Is this such a bad thing given all of the above? It depends on what you want. When it comes to football, it is amazing and frustrating in equal measure to see fellow workers speaking with such erudition and acting with such conviction. We have incredible knowledge about the ins and outs of the entire process and have complete confidence that we are capable of doing just as good a job as those at the top. “I can play better than that idiot,” “the manager’s dog shit, he should use these tactics.” We make these assertions even though they are almost never true for premier league clubs (most top flight players and managers didn’t get to where they are by being crap at what they do) and even though we have almost no influence over the course of events. Why don’t we think like this when it comes to something we genuinely do know about and have influence over? – Our work!! If we spent half the time we spend on pondering a tactical decision at a match we can’t influence, in thinking about the way we want our daily lives to be run, we would be well on our way to solving a great many problems in our society!
Direct action could be defined as the use of one’s own power to achieve a political/economic end, as opposed to solutions that appeal to authorities for help. On this very narrow definition alone, it should be clear why direct action is preferable to all other forms of political engagement. If we have the power to effect a desired change, why would we appeal to authority to do it on our behalf? But do we have the power? 250 years ago, in his essay, ‘Of the First Principles of Government’, David Hume addressed the paradox that,
“Nothing appears more surprising to those who consider human affairs….. than the easiness with which the many are governed by the few, and the implicit submission with which men (sic) resign their own sentiments and passions to those of their rulers. When we enquire by what means this wonder is effected, we shall find that, as force is always on the side of the governed, the governors have nothing to support them but opinion. It is, therefore, on opinion only, that government is founded, and this maxim extends to the most despotic and most military governments, as well as to the most free and most popular.”
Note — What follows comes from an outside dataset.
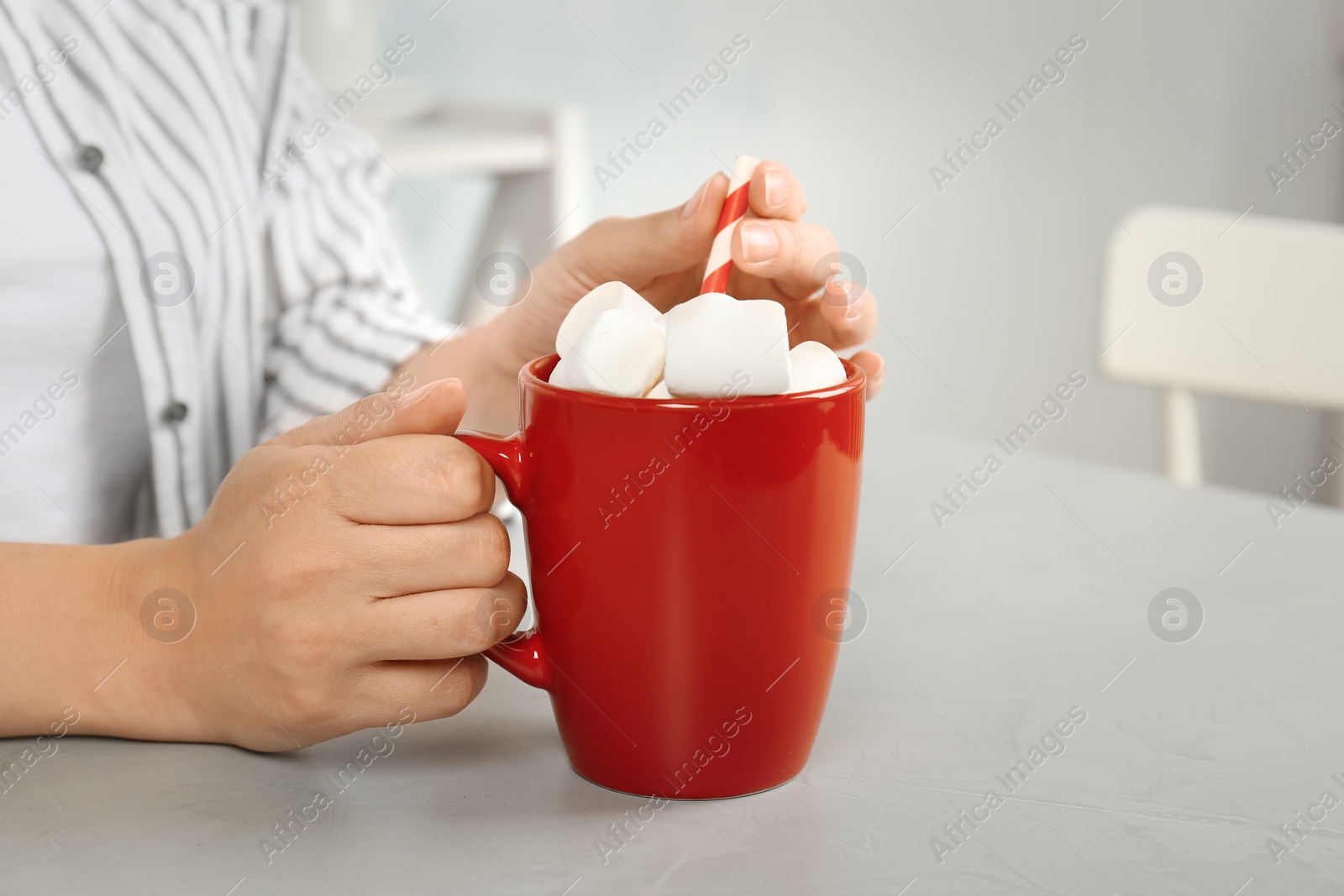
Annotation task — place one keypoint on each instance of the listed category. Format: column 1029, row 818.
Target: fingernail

If we take Hume’s comment on face value, it would imply that all we need to do is change our ‘opinions’; for us to realise that actually, it is us that have the power and we just need to stop accepting the state or bosses’ control over us. But if it were this simple, I’m sure we’d have told the bosses to fuck off by now! So what’s missing? We think that material conditions – mainly an economic system that forces us to relate to one another and our wider environment in a competitive and exploitative way – help form our opinions. They also prevent or discourage the development of opinions and the acquisition of knowledge that might challenge the dominant power structures in our society. So how do we overcome these structures, whose very purpose is to keep us disciplined and feeling powerless? Unlike reading an essay by some old Tory philosopher, we think direct action can more concretely, change our social relations, and therefore our ‘opinions’. The act of using our own powers to achieve our objectives, has the effect of affirming and expanding those powers and altering our perception and consciousness of their scope and application.